Sábado, 9 de octubre 2021, 01:42

El 31 de diciembre de 2019, mientras toda España se afanaba en preparar la cena de Nochevieja, la jefa del servicio de Epidemiología de la Consejería de Salud, la doctora María Dolores Chirlaque, recibió un 'email' con una alerta. Las autoridades chinas acababan de hacer pública la existencia de 27 casos de una neumonía vírica de origen desconocido en la ciudad de Wuhan, y la Sociedad Internacional para las Enfermedades Infecciosas lanzó inmediatamente un aviso en red.
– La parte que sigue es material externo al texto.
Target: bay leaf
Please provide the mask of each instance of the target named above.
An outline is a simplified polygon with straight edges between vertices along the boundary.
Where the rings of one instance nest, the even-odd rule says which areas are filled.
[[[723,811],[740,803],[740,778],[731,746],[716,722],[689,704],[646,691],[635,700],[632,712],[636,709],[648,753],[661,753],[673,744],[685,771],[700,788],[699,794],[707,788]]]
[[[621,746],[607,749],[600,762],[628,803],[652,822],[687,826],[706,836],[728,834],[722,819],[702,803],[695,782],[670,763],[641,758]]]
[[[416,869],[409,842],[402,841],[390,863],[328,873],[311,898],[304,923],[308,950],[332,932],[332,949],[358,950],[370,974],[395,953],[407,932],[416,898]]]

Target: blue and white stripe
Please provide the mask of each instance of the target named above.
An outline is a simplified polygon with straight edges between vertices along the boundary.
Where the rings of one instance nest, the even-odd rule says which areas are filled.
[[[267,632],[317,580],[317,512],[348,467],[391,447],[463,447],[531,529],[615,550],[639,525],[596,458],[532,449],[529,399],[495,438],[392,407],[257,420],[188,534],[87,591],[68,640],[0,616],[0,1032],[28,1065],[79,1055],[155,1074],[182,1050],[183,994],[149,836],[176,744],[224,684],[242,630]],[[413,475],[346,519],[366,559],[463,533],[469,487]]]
La comunidad científica está relativamente acostumbrada a manejar informaciones de este tipo, así que no se trataba, necesariamente, de la llegada del apocalipsis. Chirlaque celebró la llegada de 2020 y se tomó las uvas como todo el mundo, sin llegar a imaginar que en el nuevo año le esperaba el mayor desafío de su carrera profesional. Durante los días siguientes circularon noticias que apuntaban a una nueva variante del SARS-Cov, un coronavirus que en 2003 provocó algo más de 700 muertos en varios brotes registrados en China y otros países.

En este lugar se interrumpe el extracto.